Uncle Ike covered his eyes with his hands and mused for a few minutes; then he finally said, "Mr. Sawyer, I have got an idea. That fellow, Strout, thinks he runs this town, and it would tickle him to death if he thought he made things uncomfortable for you. Then, again, I happen to know that he is sweet on Huldy Mason himself, and he would do all he could to widen the breach between 'Zeke and her. You see, he isn't but forty himself, and he wouldn't mind the difference in ages at all. Now, my plan is this." Uncle Ike looked out the window and said, "Here comes Cobb's twins with the team. Now we will take, my things up to the house, then you take the team and go up to Deacon Mason's and get your trunk and bring it down to Pettengill's house.

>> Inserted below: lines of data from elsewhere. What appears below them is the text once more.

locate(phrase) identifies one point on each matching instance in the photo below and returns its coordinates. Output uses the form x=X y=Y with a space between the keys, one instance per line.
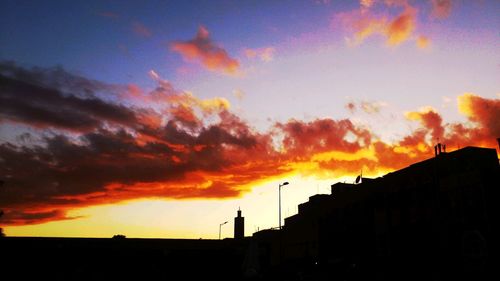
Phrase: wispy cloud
x=396 y=29
x=208 y=53
x=441 y=8
x=140 y=29
x=172 y=144
x=265 y=54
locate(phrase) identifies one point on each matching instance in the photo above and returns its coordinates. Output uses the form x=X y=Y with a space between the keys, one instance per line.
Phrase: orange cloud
x=366 y=106
x=203 y=49
x=441 y=8
x=364 y=23
x=179 y=146
x=401 y=28
x=484 y=112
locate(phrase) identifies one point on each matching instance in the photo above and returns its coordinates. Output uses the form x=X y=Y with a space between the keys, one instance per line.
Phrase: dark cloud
x=25 y=97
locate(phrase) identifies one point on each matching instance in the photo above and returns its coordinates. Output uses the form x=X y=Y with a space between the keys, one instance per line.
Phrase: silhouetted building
x=436 y=219
x=239 y=226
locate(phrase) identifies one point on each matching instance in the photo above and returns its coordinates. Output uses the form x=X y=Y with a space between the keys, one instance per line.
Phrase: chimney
x=239 y=226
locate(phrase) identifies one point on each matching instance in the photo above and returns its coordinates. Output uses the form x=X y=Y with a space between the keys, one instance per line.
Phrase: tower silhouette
x=239 y=226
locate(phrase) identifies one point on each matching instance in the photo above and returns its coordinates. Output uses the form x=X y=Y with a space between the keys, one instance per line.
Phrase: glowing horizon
x=137 y=120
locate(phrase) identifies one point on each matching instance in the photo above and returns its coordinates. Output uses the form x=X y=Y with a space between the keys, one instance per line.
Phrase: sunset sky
x=162 y=118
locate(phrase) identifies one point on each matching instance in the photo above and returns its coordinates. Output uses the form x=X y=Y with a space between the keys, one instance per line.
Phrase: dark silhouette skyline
x=433 y=220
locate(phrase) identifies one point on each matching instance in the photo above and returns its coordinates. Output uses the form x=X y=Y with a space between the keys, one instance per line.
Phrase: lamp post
x=220 y=226
x=279 y=199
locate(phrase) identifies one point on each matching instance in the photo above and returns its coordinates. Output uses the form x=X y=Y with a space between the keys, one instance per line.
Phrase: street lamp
x=279 y=199
x=220 y=226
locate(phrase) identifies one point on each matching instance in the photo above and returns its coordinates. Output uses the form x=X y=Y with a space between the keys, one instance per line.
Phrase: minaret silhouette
x=239 y=226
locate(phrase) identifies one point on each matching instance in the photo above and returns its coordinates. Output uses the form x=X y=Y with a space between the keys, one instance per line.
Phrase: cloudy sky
x=162 y=118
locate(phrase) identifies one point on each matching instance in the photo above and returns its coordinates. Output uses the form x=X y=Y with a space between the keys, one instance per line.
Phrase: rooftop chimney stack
x=239 y=226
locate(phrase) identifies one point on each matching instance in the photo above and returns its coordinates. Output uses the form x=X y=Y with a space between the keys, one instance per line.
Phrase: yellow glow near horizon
x=160 y=218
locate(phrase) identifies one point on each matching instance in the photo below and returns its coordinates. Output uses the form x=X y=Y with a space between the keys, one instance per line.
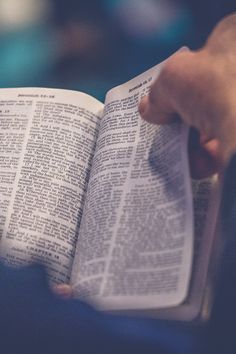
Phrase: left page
x=48 y=138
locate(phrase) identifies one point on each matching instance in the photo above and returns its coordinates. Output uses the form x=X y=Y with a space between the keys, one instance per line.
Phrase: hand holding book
x=200 y=88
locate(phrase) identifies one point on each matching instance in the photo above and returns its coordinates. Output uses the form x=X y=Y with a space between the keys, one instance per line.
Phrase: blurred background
x=92 y=46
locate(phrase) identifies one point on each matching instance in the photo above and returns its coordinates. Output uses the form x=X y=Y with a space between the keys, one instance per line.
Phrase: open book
x=104 y=199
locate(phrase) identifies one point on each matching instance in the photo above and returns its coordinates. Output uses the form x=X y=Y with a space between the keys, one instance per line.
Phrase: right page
x=135 y=244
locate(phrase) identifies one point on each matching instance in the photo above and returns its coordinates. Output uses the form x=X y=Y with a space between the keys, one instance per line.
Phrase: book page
x=47 y=143
x=206 y=197
x=135 y=245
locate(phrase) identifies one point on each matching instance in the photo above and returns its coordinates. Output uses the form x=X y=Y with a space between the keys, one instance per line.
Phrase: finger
x=204 y=158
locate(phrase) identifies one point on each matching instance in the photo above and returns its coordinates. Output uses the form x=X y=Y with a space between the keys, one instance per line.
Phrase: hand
x=200 y=87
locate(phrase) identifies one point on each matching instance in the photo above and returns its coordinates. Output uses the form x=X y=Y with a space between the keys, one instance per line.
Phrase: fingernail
x=143 y=105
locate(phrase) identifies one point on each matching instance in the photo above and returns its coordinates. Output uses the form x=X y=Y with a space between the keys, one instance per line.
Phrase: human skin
x=200 y=88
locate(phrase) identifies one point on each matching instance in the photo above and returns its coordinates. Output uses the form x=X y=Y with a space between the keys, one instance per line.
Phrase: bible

You will be my guest for to-night, anyway, and if I don't make things right with 'Zeke so you can stay there, I'll fix it anyway so you can stay till you get a place to suit you. Now don't say no, Mr. Sawyer. Your father and I are old friends and he will sort o' hold me responsible for your good treatment. I won't take no for an answer. If you have no objections, Mr. Sawyer, I wish you would keep your eye on those books when they are put into the team, for those Cobb boys handle everything as though it was a rock or a tree stump." And Uncle Ike, taking his kerosene lamp in one hand and his looking glass in the other, cried, "Come in," as one of the Cobb boys knocked on the door.